Introduction
Over the past several years the term cloud computing has become common in homes and organizations alike. Cloud computing can be defined as a pooled set of computing resources that are furnished via the internet. There are three types of cloud services typically available, these services are Platform as a Service (PaaS), Infrastructure as a Service (IaaS), and Software as a Service (SaaS).
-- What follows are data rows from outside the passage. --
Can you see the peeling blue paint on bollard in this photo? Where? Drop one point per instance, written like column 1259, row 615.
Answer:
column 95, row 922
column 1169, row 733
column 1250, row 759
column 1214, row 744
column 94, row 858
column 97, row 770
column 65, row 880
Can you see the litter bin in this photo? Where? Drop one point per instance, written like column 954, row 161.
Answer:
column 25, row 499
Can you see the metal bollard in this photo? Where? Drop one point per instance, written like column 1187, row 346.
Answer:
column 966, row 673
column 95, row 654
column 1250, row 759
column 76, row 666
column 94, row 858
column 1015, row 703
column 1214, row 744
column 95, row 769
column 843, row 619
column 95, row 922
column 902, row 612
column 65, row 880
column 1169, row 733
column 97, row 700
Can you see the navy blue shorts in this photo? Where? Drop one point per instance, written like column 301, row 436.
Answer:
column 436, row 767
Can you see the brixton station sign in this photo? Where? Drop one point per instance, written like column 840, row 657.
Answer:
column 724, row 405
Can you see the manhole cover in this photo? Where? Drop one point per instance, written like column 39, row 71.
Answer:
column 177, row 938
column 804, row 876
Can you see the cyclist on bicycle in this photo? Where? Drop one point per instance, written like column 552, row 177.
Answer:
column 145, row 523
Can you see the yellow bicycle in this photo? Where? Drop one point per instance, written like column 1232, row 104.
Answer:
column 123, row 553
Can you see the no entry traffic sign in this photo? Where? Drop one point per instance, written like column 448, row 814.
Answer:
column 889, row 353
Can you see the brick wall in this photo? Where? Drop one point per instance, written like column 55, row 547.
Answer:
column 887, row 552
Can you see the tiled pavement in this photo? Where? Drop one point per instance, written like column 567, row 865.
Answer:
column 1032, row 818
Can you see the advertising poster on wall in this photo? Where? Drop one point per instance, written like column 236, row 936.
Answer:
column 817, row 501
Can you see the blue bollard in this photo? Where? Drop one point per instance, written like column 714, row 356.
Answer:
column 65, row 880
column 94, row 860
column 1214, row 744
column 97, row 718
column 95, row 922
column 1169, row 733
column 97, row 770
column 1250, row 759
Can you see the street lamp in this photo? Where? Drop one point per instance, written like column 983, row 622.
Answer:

Organizations can benefit greatly from cloud services because they eliminate the need to buy and manage physical resources. Although such an action cuts cost it leaves organization victim to the vulnerabilities and threats that exist in cloud computing. Throughout this paper I will discuss the vulnerabilities and threats that come along with the adoption of cloud computing. In addition, I will discuss standards and policies that effectively manage the risk associated with cloud computing.
Threats & Vulnerabilities
The abuse and nefarious use of cloud computing is a threat to any organization that takes advantage of cloud services. Most providers of cloud services make it all too easy for cyber criminals to register for service, all that is need to register for service with many providers is a valid credit card (Cloud Security Alliance, 2011). In addition to the ease of registration providers offer free trials of their services allowing attacker to carry out attacks covertly on cloud services. By gaining such access cyber criminals can deploy malicious code, abuse known exploits, and send spam messages to those that are sharing the same resources.
Organizations are aware that threats can be internal as well as external, those that provide cloud services are no exception. The people who the service providers employ can pose...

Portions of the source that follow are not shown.